Recently the topic of pedestrian safety has gotten increasing coverage in the local print and online newspapers and on social media platforms. The following is a message from Mayor Keough, on behalf of the City, on this topic.
The City of Dexter (and formerly the Village of Dexter) takes pride in being a walkable, accessible community and we have worked hard over the past 20 years to make the town safe and pedestrian friendly for all users. The downtown streetscape, in the late 1990's, was the first example of a project aimed at improving pedestrian safety. Over the years since the streetscape, we have expanded our focus to enhance the crosswalks by making them more visible, creating shorter crossing distances, adding advanced signage at designated school crossings, and adding lighting. We have also made the crosswalks ADA compliant. We continue to look for ways to enhance pedestrian safety in the community. Most recently in 2014, we worked cooperatively with the schools to add the crosswalk island on Baker to minimize the number of lanes pedestrians have to cross. We have also added sidewalk to our “grid” to enhance connectivity.
Dexter Community Schools (DCS) recently engaged a consultant to evaluate installing Rectangular Rapid Flashing Beacons (RRFBs) at 4 crosswalk locations (Baker Road between Creekside and Bates, Ann Arbor Street at Kensington and two locations on Dan Hoey). The first draft of this report was submitted to the City in July 2018. The City's engineering consultant OHM reviewed the draft and submitted questions/feedback to DCS in August. A second draft was submitted to the City on October 29, 2018. OHM reviewed the draft and a conference call was conducted on October 31st where the City provided some questions and comments. The City also asked for some back up documentation that was referenced in the report. On December 17, 2018, the consultants for the Schools completed an updated report. The City and Schools are set to meet on January 11th to discuss the latest version of their report.
One question that the City has been asked is “Why can’t the City just put in the RRFB’s?” This is because there is a process that needs to be followed whenever traffic control devices, signs or pavement markings are installed or changed. The City follows the rules of the Michigan Manual of Uniform Traffic Control Devices. The latest version of that document is from the year 2009 and there is very little guidance information on Rectangular Rapid Flashing Beacons in that document. The State of Michigan issued a document titled “Guidance for Installation of Pedestrian Crosswalks” in July 2014. This is the document that the City’s engineers have been using to evaluate, at first, the draft report, and now the more recent December 17, 2018 report. City Council is aware that draft reports have been issued and that the schools have been working for the past several weeks on an updated report. City Council has not reviewed or seen the report or any comments from our engineers yet, as they are working to review it and will be getting some questions answered during the upcoming meeting with the School District. Everyone has good intentions here and we all share the same goal of trying to make the crosswalk locations the safest possible, but the City needs time to evaluate the report that has been submitted. There has been communication between the City staff and the School staff, as well as between the City’s consultants and the Schools consultants and construction manager. This communication will continue. It is also expected that as soon as our engineers and staff are comfortable that the Schools report is complete, it will be discussed by City Council.

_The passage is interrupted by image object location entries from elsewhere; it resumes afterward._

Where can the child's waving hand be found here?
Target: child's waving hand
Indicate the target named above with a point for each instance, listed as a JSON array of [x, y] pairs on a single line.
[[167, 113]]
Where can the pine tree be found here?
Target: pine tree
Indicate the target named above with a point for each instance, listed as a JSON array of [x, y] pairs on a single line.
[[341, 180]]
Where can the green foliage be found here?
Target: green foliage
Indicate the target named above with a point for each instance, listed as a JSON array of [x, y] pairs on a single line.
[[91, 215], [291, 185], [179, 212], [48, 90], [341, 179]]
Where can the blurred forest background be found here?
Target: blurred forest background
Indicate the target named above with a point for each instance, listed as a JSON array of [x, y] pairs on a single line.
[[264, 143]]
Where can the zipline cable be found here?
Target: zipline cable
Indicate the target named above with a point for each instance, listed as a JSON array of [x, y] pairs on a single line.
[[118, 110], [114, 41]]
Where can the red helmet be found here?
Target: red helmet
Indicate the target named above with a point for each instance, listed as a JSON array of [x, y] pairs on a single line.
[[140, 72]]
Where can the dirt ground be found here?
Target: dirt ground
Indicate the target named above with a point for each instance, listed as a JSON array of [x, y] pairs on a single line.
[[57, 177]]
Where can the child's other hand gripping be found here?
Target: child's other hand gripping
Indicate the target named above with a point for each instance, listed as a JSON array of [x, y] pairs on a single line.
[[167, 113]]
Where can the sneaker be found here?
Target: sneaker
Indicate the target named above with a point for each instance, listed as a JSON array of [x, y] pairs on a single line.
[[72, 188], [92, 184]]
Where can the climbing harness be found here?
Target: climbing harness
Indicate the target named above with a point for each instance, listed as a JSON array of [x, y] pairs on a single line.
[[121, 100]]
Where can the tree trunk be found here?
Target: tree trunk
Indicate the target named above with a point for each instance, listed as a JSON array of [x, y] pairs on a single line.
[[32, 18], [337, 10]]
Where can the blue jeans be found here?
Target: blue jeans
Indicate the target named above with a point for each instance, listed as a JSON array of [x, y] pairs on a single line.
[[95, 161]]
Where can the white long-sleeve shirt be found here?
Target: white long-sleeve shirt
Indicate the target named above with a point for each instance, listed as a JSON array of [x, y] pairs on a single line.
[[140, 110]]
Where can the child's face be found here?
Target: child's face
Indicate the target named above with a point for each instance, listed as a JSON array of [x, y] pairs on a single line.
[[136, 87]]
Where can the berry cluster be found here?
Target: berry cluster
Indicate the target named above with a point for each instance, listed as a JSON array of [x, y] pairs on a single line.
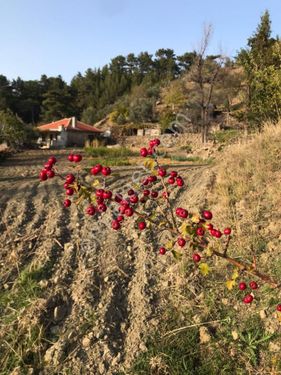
[[149, 203]]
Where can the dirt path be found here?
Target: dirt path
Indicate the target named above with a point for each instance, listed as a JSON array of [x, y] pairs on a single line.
[[100, 290]]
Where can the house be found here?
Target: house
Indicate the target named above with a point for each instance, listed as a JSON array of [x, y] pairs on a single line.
[[67, 132]]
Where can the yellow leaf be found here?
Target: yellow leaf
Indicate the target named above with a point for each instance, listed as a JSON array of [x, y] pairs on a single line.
[[204, 269], [195, 218], [209, 251], [169, 245], [149, 164], [235, 275], [183, 229], [230, 284]]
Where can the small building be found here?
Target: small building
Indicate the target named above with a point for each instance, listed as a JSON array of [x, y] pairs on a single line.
[[68, 132]]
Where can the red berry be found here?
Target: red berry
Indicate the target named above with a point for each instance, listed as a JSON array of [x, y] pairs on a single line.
[[152, 178], [181, 242], [171, 180], [118, 198], [154, 194], [242, 286], [91, 210], [115, 224], [200, 231], [143, 152], [134, 199], [248, 298], [107, 195], [162, 172], [207, 215], [179, 181], [70, 157], [48, 166], [99, 193], [173, 174], [129, 211], [69, 178], [102, 207], [69, 191], [162, 251], [52, 160], [67, 203], [77, 158], [181, 212], [43, 175], [253, 285], [50, 174], [142, 225], [106, 171], [196, 257]]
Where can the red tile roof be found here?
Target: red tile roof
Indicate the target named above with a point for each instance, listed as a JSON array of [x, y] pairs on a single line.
[[67, 124]]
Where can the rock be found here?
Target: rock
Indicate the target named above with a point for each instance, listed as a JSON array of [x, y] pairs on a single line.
[[59, 312]]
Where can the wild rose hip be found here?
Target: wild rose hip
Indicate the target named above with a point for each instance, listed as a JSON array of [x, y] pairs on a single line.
[[180, 181], [171, 180], [162, 172], [143, 152], [181, 242], [91, 210], [70, 178], [43, 175], [115, 224], [253, 285], [196, 257], [200, 231], [181, 212], [248, 298], [142, 225], [162, 251], [173, 174], [106, 171], [69, 191], [77, 158], [50, 174], [67, 203], [207, 215], [242, 286]]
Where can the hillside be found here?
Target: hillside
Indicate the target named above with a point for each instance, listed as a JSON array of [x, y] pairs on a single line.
[[77, 297]]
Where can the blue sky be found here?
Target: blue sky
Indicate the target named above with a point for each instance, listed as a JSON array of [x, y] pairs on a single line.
[[66, 36]]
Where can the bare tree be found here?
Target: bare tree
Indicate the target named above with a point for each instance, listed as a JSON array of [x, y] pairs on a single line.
[[202, 79]]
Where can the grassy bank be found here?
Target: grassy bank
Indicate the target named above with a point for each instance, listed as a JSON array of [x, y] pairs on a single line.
[[205, 328]]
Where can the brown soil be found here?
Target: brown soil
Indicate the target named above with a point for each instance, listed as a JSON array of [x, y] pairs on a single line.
[[101, 290]]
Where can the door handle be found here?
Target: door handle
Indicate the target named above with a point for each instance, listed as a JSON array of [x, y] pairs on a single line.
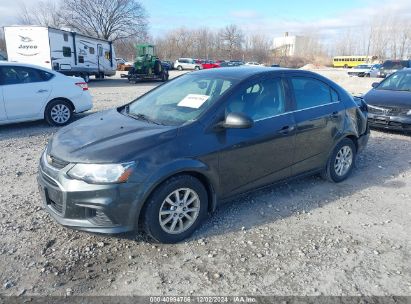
[[285, 130], [334, 114]]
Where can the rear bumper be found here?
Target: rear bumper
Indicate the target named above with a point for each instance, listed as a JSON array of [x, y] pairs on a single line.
[[83, 103], [72, 203], [400, 123]]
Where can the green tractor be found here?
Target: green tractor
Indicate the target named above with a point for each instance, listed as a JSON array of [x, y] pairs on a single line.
[[147, 66]]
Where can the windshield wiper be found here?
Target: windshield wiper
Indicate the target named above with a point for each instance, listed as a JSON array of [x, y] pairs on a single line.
[[141, 116]]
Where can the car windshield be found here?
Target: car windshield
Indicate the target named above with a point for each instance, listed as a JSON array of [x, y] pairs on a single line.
[[397, 82], [180, 101]]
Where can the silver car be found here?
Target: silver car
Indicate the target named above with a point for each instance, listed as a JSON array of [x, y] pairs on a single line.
[[187, 64]]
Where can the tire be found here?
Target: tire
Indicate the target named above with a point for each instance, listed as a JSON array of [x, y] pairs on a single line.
[[164, 228], [164, 76], [346, 152], [58, 113], [158, 68]]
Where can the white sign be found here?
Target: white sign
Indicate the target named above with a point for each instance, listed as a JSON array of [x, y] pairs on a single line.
[[193, 101]]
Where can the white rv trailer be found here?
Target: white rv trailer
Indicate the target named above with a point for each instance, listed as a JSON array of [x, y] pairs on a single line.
[[64, 51]]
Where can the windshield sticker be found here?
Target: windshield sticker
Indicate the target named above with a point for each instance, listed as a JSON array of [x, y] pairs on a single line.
[[193, 101]]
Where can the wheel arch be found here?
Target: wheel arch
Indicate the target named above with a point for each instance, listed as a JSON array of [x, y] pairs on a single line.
[[205, 180], [73, 108]]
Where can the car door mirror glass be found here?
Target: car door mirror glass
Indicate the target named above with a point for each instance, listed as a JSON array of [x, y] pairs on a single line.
[[237, 121]]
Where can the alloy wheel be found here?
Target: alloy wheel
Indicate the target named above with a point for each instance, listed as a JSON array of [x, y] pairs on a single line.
[[60, 113], [343, 161], [179, 210]]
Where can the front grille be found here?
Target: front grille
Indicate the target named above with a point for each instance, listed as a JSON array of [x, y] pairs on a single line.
[[385, 110], [99, 218], [49, 180], [56, 162], [57, 206]]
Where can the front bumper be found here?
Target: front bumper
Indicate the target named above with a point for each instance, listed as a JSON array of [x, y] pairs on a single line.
[[400, 123], [96, 208]]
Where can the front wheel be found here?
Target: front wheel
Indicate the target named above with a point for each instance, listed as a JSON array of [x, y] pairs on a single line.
[[175, 209], [58, 113], [86, 77], [341, 161]]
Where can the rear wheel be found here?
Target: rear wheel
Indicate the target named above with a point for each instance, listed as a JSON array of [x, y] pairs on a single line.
[[341, 161], [175, 209], [58, 113]]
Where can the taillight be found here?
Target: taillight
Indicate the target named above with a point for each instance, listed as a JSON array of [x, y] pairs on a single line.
[[82, 85]]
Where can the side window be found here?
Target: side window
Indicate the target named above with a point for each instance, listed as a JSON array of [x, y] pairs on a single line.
[[334, 96], [19, 75], [259, 100], [310, 92], [66, 51]]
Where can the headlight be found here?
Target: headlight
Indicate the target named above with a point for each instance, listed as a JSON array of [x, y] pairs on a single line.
[[102, 173]]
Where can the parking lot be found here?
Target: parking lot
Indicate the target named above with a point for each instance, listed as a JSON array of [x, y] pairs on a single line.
[[305, 237]]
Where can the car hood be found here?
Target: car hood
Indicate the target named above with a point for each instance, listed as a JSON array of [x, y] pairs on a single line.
[[400, 99], [107, 137]]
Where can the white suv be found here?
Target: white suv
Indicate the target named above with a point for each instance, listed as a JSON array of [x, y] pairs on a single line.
[[187, 64], [29, 92]]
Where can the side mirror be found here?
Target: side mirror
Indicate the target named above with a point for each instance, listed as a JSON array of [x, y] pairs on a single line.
[[237, 121]]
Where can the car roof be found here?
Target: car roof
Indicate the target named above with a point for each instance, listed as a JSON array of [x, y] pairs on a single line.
[[2, 63], [244, 72]]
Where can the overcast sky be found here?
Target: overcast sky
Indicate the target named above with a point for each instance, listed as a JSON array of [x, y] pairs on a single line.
[[268, 17]]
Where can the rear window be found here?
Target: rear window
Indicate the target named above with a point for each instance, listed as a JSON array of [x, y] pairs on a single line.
[[19, 75], [310, 92], [395, 65]]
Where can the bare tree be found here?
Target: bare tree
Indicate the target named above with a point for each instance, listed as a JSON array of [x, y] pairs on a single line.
[[107, 19], [44, 13], [232, 38]]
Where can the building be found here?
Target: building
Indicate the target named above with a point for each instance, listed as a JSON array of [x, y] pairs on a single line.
[[290, 46]]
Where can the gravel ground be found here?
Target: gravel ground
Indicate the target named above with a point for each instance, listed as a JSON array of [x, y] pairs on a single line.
[[305, 237]]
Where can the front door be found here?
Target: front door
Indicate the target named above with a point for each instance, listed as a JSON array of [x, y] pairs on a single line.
[[263, 153], [25, 92], [2, 109], [100, 58]]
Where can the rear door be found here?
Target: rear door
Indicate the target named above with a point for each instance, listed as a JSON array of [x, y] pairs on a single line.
[[25, 91], [3, 116], [262, 154], [319, 118]]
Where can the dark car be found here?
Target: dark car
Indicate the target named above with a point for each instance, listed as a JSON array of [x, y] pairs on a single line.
[[168, 64], [389, 102], [168, 158], [391, 66]]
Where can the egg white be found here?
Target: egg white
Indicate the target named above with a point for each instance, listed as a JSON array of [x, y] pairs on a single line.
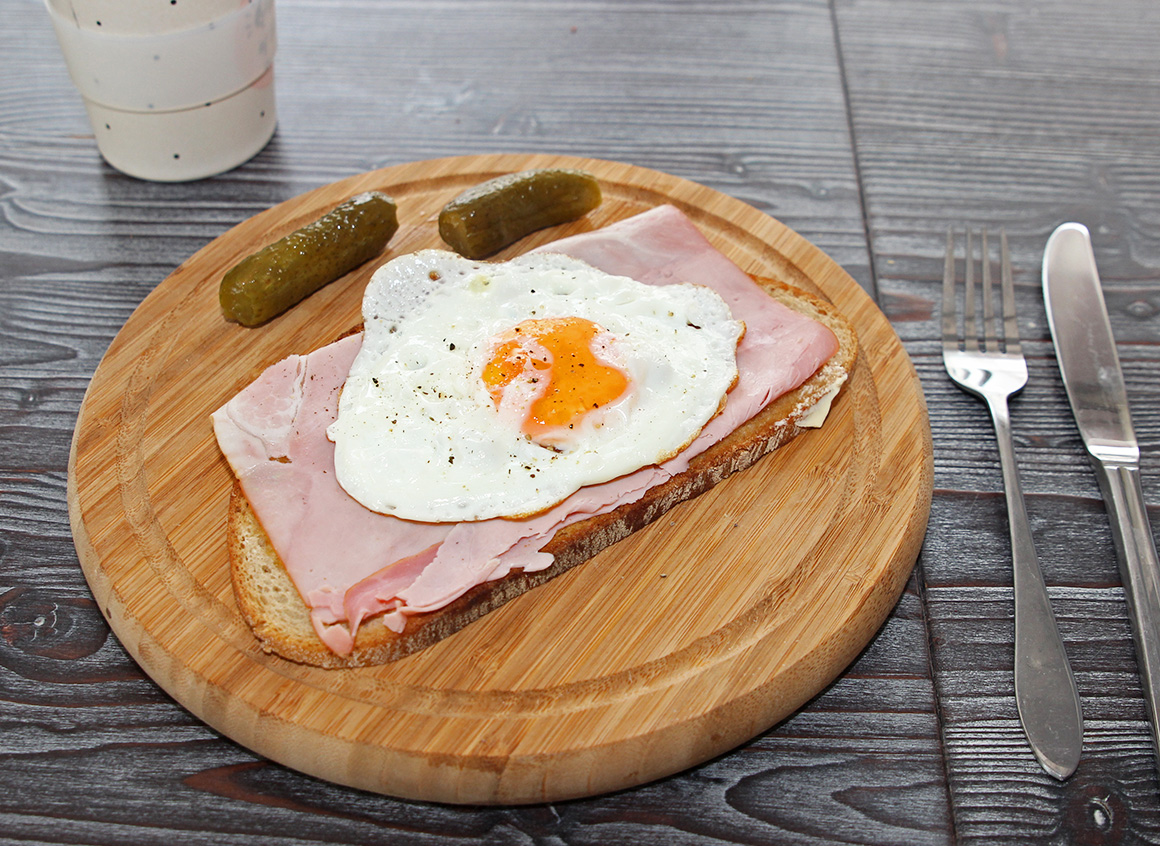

Another question is regarding the new RRFB that was recently installed near the intersection of Grand and Baker, which became active in mid-December. The beacon was provided as a public benefit during the City Planning Commission approval and City Council approval of the new Grandview Commons project in 2016. That project was approved by means of a Planned Unit Development process, which is available in the City’s ordinance as an approval process for projects that don’t fit the zoning perfectly. One requirement of using the PUD process is that the new development has to provide public benefits. For this project, the RRFB was one benefit incorporated into the project to help improve the existing crosswalk that spans 3 lanes of Baker Road traffic. A second public benefit to be provided by this project is a shared use non-motorized path from Grand Street that will connect to a future non-motorized path that we are calling Phase 2 of the Mill Creek Park project. This project is still in the planning/early design stage.
The City’s engineers believed that the installation of a RRFB near the intersection of Grand and Baker was a good location for a RRFB because it helped pedestrians cross 3 lanes of traffic in the vicinity of an awkwardly shaped intersection. It was installed for all users and the City has been trying to promote and educate our residents and the community about the proper care, caution and use that should occur when using this new crosswalk treatment. A link to recent Mayor Reports that provide more information on pedestrian safety and the use of RRFBs is provided below.
The City will continue to keep the public informed as the review process continues.